For that matter, I'm reminded of the time-honored question, "What do women want?"

I suggest that that phrase normally means something like, "I have a hard time imagining how anyone could seriously propose such a program, so I'm going to affect not even to be able to identify the program proposed." It's not an approach that will help us solve disputes among ourselves. In fact, the Tea Party's Mr. Phillips immediately contradicts his inability to understand the "Occupy Wall Street" agenda by complaining that the "protesters are upset about bailouts but they want to see that money used on more social programs" -- an agenda that I join him in opposing, but that nevertheless seems comprehensible enough. Tea Party Express co-founder Sal Russo did a better job, I think, of uncritical listening. He noted that the "Occupy Wall Street" protesters, like Tea Partiers, objected to crony capitalism:

“I think you find that the left and the right come together on that, kind of for different reasons, but come to the same conclusion that government ought not to be picking winners and losers.”


Grim said...

I agree with you this far: it is clear that there is a real populism swelling on both the right and the left. That populism is furious at the way that the bailouts and the new regulations have been structured to put all the weight of the recession on the People, to the benefit of big banks and corporations that have lobbyist ties.

The problem for this new movement, in terms of fixing the complaint, is nevertheless the one cited: there is no clear plan for addressing the issue that has broad support. The TEA Party movement is broadly collected around a set of plans to reduce the power of the government, restore the 10th Amendment, and so forth; and to me, that seems like the right approach.

The Left-populism is coalescing around what is really the opposite position: to increase government's regulatory role, so that government can punish the corporations and banks (and other associated rich people).
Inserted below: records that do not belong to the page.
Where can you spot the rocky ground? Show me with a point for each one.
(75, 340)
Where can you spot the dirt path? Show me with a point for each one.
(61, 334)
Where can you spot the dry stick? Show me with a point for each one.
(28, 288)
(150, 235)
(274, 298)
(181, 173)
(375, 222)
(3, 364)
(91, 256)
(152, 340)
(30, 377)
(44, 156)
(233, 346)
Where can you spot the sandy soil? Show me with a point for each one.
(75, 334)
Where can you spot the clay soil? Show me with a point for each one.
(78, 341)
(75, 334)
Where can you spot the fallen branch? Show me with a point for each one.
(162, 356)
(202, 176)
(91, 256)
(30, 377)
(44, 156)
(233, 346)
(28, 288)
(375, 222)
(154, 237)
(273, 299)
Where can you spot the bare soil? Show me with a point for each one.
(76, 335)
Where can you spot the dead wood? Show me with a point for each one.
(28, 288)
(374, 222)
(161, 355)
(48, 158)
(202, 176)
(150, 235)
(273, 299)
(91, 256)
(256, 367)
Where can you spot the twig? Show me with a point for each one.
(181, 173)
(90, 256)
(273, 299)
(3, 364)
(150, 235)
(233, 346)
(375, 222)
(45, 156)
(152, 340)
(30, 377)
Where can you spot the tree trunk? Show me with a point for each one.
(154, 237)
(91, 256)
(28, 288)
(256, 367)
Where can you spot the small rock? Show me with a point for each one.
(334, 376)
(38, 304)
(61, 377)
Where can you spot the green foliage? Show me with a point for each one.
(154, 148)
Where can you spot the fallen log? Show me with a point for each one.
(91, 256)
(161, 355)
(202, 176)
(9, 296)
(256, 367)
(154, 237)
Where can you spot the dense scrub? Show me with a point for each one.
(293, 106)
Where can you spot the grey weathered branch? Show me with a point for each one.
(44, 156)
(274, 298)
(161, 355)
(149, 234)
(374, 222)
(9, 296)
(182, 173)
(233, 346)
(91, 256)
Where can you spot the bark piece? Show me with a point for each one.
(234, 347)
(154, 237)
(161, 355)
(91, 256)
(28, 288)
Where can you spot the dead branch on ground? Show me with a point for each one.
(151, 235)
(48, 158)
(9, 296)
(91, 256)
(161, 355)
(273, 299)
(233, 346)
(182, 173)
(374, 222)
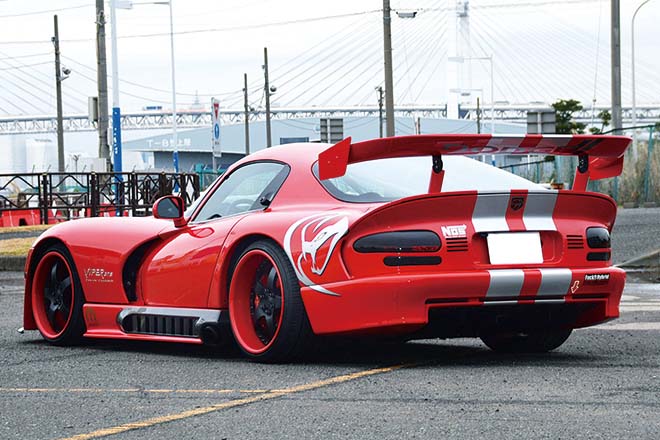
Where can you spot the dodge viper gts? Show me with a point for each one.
(401, 237)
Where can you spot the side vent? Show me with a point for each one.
(575, 241)
(160, 325)
(456, 244)
(168, 321)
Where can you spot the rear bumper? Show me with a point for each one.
(403, 303)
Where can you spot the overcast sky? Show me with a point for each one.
(217, 41)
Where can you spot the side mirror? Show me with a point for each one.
(170, 207)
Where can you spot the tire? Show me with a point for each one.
(535, 342)
(57, 297)
(266, 311)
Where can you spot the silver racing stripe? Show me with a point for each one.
(490, 213)
(505, 283)
(538, 211)
(554, 282)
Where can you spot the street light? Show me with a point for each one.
(492, 83)
(633, 73)
(127, 4)
(116, 112)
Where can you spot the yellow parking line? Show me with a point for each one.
(122, 390)
(234, 403)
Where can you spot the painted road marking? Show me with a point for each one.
(234, 403)
(630, 326)
(127, 390)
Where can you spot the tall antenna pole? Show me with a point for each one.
(247, 115)
(379, 89)
(616, 66)
(269, 142)
(389, 83)
(116, 111)
(175, 140)
(102, 82)
(58, 90)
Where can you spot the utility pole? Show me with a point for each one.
(269, 142)
(116, 112)
(616, 66)
(102, 82)
(58, 90)
(175, 139)
(379, 89)
(389, 83)
(246, 107)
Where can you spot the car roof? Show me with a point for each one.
(296, 154)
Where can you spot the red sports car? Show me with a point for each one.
(398, 237)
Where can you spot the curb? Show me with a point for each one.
(648, 261)
(15, 264)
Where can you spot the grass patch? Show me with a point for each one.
(16, 247)
(24, 229)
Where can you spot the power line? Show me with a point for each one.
(46, 11)
(26, 65)
(208, 30)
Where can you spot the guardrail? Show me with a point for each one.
(63, 196)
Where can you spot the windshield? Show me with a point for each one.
(385, 180)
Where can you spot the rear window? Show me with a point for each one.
(385, 180)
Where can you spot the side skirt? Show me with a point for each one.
(165, 324)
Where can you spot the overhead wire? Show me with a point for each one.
(47, 82)
(348, 51)
(375, 55)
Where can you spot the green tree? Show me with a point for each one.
(564, 124)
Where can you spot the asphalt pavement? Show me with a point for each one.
(603, 383)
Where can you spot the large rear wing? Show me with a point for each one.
(599, 156)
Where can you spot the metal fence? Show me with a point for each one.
(63, 196)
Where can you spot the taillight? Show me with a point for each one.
(598, 238)
(399, 241)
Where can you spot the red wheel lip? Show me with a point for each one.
(236, 318)
(38, 284)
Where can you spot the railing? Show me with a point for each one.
(63, 196)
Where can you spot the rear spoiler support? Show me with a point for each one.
(581, 179)
(437, 176)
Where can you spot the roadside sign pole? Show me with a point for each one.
(215, 130)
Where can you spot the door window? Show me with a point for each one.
(250, 187)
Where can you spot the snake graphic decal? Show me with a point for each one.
(313, 239)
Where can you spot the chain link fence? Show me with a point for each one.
(52, 197)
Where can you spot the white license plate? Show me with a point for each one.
(515, 248)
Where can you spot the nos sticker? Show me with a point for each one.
(310, 242)
(454, 231)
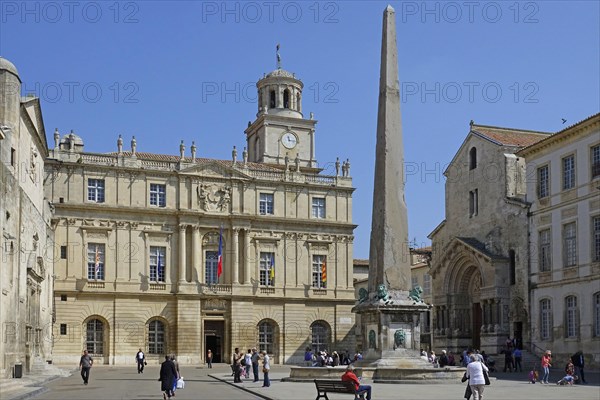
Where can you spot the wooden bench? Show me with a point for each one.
(331, 386)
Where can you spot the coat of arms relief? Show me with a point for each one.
(213, 197)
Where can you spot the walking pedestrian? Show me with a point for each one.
(209, 358)
(579, 362)
(237, 366)
(85, 364)
(141, 361)
(255, 358)
(475, 371)
(266, 369)
(167, 378)
(546, 364)
(247, 363)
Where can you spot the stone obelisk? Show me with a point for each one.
(390, 310)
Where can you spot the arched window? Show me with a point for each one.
(572, 317)
(266, 336)
(320, 336)
(286, 98)
(156, 337)
(597, 314)
(94, 337)
(472, 158)
(545, 319)
(272, 99)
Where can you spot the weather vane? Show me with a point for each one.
(278, 57)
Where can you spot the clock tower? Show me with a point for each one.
(280, 128)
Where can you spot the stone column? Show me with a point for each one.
(246, 253)
(236, 267)
(196, 251)
(182, 263)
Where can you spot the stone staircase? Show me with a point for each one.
(31, 383)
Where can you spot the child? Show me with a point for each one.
(566, 380)
(533, 375)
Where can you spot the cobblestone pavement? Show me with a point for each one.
(107, 382)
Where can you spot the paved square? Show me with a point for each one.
(108, 382)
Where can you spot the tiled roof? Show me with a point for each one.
(509, 136)
(199, 161)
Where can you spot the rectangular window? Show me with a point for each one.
(596, 239)
(569, 172)
(414, 281)
(266, 204)
(595, 161)
(543, 182)
(318, 207)
(96, 261)
(157, 263)
(570, 244)
(473, 203)
(96, 190)
(426, 285)
(597, 315)
(267, 269)
(158, 195)
(571, 307)
(545, 319)
(545, 260)
(319, 271)
(210, 272)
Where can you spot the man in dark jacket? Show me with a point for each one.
(168, 377)
(579, 362)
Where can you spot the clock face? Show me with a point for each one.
(289, 140)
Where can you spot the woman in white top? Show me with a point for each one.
(475, 374)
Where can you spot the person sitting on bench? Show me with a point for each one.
(350, 376)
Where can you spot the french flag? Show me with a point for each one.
(220, 256)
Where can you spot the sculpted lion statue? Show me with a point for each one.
(415, 294)
(382, 292)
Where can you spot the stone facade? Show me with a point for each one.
(480, 252)
(139, 237)
(564, 228)
(26, 301)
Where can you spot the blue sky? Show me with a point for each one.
(167, 71)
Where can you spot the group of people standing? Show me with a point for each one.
(242, 363)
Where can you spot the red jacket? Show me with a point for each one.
(351, 377)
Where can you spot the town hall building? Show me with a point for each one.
(182, 254)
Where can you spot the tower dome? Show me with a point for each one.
(6, 65)
(280, 93)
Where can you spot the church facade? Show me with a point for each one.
(182, 254)
(480, 251)
(26, 281)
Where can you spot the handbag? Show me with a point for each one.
(486, 377)
(180, 383)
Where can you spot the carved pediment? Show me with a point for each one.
(214, 170)
(214, 197)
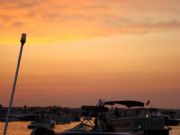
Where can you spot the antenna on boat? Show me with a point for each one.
(23, 41)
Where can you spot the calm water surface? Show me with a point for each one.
(20, 128)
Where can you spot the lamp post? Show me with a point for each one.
(23, 41)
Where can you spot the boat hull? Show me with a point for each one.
(94, 133)
(156, 132)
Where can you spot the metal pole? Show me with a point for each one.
(23, 40)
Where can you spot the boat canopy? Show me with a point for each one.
(127, 103)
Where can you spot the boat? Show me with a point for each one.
(134, 119)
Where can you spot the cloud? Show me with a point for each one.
(90, 18)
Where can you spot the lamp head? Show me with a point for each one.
(23, 38)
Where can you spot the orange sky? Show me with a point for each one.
(78, 51)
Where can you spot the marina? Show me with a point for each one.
(123, 54)
(20, 128)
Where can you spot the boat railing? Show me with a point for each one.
(138, 123)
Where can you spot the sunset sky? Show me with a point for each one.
(78, 51)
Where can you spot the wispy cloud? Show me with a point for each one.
(90, 18)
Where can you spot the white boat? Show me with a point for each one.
(135, 119)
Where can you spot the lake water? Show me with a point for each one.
(20, 128)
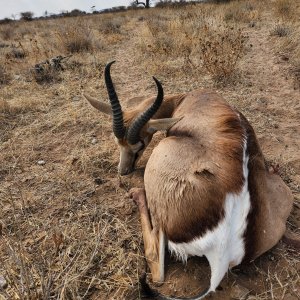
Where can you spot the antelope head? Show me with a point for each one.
(133, 129)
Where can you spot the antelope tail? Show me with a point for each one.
(148, 292)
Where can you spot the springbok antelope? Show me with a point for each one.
(208, 189)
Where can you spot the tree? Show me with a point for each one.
(146, 4)
(27, 16)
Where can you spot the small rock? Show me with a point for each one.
(239, 292)
(3, 283)
(41, 162)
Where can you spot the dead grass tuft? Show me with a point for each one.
(7, 31)
(221, 51)
(76, 37)
(5, 77)
(284, 8)
(280, 30)
(193, 40)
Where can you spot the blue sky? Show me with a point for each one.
(38, 7)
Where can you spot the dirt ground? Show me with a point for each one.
(67, 228)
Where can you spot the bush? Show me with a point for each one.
(5, 78)
(27, 16)
(280, 30)
(7, 32)
(111, 26)
(220, 52)
(76, 38)
(284, 8)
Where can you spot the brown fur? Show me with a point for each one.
(192, 170)
(186, 196)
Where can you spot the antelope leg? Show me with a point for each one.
(154, 239)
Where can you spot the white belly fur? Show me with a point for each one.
(224, 246)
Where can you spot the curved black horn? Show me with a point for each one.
(118, 123)
(134, 130)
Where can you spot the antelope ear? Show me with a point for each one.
(161, 124)
(101, 106)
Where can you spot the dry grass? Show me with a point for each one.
(193, 40)
(67, 230)
(285, 8)
(76, 37)
(5, 77)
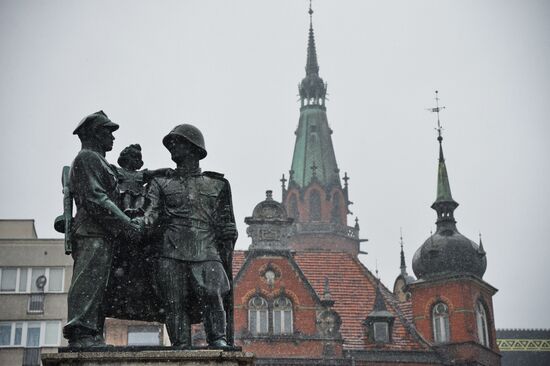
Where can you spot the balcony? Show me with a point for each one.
(36, 303)
(31, 357)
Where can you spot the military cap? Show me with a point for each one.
(189, 133)
(94, 120)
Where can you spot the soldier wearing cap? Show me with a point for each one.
(192, 214)
(98, 221)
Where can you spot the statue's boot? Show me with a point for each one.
(215, 325)
(179, 330)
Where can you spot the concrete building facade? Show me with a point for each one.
(35, 275)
It's unclear to me why they think this can work, given that their initial complaint is that the government is already completely in bed with these groups.

But the bigger problem is this: what's the middle ground that can allow these two populist strains to work together? There may be some small-scale agreement on this issue or that one, but is there an overall approach that can allow us to leverage the whole populism to reform the government? If not, the crony capitalists are going to win, because they control all the levers of power both in and out of government.

douglas said...

Not all the levers- we still have a vote, and if one movement (or the other, God forbid) gets big enough to where it persuades the voters to vote based on these principals, instead of the usual 'congress stinks- except my congressman because he brings home some token bacon' reasoning, we start pulling the levers. The one thing congressmen want more than to hang out with lobbyists, is to keep their jobs.

I think the Tea Party movement has started to do that.